Bumdesma dan PT Risquna Dewakarasa Angkat Bicara Terkait Cacatnya Kemasan Olahan Ikan Bandeng Yang Dibagikan Masyarakat Pati

Pati – Kilaspersada.com, Dengan beredarnya kabar di medsos dan keresahan masyarakat atas keluarga penerima manfaat (KPM) dari bantuan sosial non tunai (BSNT) Provinsi berupa olahan bandeng yang di kemas seperti sarden kaleng yang cacat produksi yang dibagikan di beberapa kecamatan yang ada di Pati. Rabu, (26/08/20).

Reza saat mencoba dan mencicipi olahan ikan bandeng di depan para awak media


Keresahan masyarakat tersebut menanyakan tentang olahan tersebut yang tidak seperti halnya sarden yang lain di toko – toko yang diperjualbelikan. Ada pula yang resah tentang rubrik produksi tersebut cacat karena kode produksi dan kode kadaluarsa di tulis dengan bolpen.


Dengan adanya keresahan tersebut, Dalam hal ini, Bumdesma selaku pihak pengadaan barang yang MOU dengan PT Risquna Dewakarasa Jogja saat dikonfirmasi terkait keresahan masyarakat tersebut menyampaikan permintaan maaf atas terjadinya margin eror produksi, Atau adanya kemasan produksi yang cacat.


Reza Adiswasono selaku penanggung jawab dari Bumdesma Pati mengakui, dengan adanya margin eror produksi tersebut. Reza memohon maaf atas adanya kemasan olahan ikan yang cacat dan terlanjur di bagikan masyarakat. Akan tetapi semuanya yang eror produksi tersebut sudah ditarik untuk di tukar. Semua ini merupakan evaluasi bagi kami, untuk kedepan akan memperbaiki lagi terkait kemasan produksi tersebut, ungkap Reza.


Reza juga menyampaikan semangatnya ingin memperkenalkan produk lokal Bumdes, akan tetapi karena Bumdes belum punya tempat produksi, sehingga bumdesma MOU dengan PT Risquna Dewakarasa untuk mengemas olahan ikan bandeng khas lokal Pati tersebut, tandas Reza.


Subur Prabowo dan BA. Marwoto Totok selaku Manager Marketing PT Risquna Dewakarasa Jogja juga menyampaikan permintaan maaf karena kemasan olahan ikan bandeng tersebut terdapat margin eror. Margin eror juga sangat kecil tidak ada satu persen, ungkap subur dan totok.


Sebanyak 24.000 an kemasan ada 900 an kemasan yang kode produksi dan kadaluarsa di tulis tangan, semua itu karena deadline atau kejar tayang, ungkap Totok.
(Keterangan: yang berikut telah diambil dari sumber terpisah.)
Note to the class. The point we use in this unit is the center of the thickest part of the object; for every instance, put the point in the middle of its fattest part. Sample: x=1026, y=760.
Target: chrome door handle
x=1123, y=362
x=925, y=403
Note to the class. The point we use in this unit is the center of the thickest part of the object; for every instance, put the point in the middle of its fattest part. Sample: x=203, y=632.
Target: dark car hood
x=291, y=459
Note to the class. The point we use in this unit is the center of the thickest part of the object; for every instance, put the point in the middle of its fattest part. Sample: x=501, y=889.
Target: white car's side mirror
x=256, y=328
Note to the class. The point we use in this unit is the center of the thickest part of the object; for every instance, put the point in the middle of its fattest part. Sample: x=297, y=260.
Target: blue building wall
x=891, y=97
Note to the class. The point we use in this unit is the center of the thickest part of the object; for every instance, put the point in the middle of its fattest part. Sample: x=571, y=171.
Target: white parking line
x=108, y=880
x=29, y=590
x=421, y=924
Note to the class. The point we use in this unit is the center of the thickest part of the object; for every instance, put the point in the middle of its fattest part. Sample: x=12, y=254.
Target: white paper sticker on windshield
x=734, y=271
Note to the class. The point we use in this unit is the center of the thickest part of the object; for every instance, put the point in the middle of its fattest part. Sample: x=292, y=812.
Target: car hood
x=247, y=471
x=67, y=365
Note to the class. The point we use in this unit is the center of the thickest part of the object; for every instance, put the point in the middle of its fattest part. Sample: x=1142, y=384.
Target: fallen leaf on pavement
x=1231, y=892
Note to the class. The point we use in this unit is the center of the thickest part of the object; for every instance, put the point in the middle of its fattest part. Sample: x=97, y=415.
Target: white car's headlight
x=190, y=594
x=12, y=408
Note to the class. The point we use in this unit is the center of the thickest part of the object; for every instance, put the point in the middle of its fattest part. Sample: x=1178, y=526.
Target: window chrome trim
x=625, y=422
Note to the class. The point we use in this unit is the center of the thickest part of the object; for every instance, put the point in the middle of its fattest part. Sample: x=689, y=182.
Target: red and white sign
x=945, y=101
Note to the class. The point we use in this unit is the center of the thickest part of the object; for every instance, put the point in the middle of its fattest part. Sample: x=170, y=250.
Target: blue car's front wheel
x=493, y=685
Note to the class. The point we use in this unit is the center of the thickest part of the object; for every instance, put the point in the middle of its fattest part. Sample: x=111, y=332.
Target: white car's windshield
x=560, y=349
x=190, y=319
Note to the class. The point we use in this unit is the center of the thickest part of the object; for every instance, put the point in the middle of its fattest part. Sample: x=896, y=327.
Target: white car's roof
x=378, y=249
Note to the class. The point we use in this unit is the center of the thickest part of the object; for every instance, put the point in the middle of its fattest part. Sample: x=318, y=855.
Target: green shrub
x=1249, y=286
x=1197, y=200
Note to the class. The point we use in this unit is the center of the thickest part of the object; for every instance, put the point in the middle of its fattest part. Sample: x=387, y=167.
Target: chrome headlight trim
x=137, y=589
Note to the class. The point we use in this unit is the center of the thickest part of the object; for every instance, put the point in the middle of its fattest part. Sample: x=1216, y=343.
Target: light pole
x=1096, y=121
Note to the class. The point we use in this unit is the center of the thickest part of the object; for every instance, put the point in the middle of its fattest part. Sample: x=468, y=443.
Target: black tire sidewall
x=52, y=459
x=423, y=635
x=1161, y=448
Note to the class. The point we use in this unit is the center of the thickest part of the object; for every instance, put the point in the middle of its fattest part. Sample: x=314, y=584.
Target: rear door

Sampai saat ini sudah terproduksi kemasan sekitar 18.000 an dan hanya ada puluhan biji kemasan yang mengalami margin eror produksi.


PT tersebut sudah berlisensi, sudah terdaftar kehalalan dari MUI, dan terdaftar di regester BPOM, sehingga aman untuk di konsumsi, tegas Manager PT Risquna Dewakarasa.

Memang saya akui untuk olahan ikan bandeng tersebut biar bisa maximal hasilnya untuk di distribusikan harus di karantina minimal tuju hari dulu, karena deadline atau kejar tayang sehingga kemarin baru karantina empat hari kita sudah lakukan pengiriman. Kami minta ma’af, ini juga evaluasi bagi kami untuk kerjasama dengan bumdesma. Kedepan kemasan olahan ikan bandeng tersebut akan kami perbaiki lagi. Kami tegaskan, Itu bukan Sarden, akan tetapi itu kemasan olahan ikan bandeng yang dikemas seperti sarden, tutup Totok


Dengan adanya klarifikasi dari pihak terkait tersebut, semoga bisa meredam kegaduhan yang ada di masyarakat kabupaten Pati. Karena sudah jelas, Olahan ikan bandeng kemasan tersebut aman untuk di konsumsi dan sudah berlisensi halal MUI dan terdaftar di BPOM.

Setelah klarifisaki, pihak bumdesma dan pihak terkait serta petugas yang hadir melakukan sample untuk membuka kemasan olahan ikan bandeng tersebut lalu mencoba dan memakan langsung, hasil dan rasa yang dirasakan enak dan tidak mengecewakan.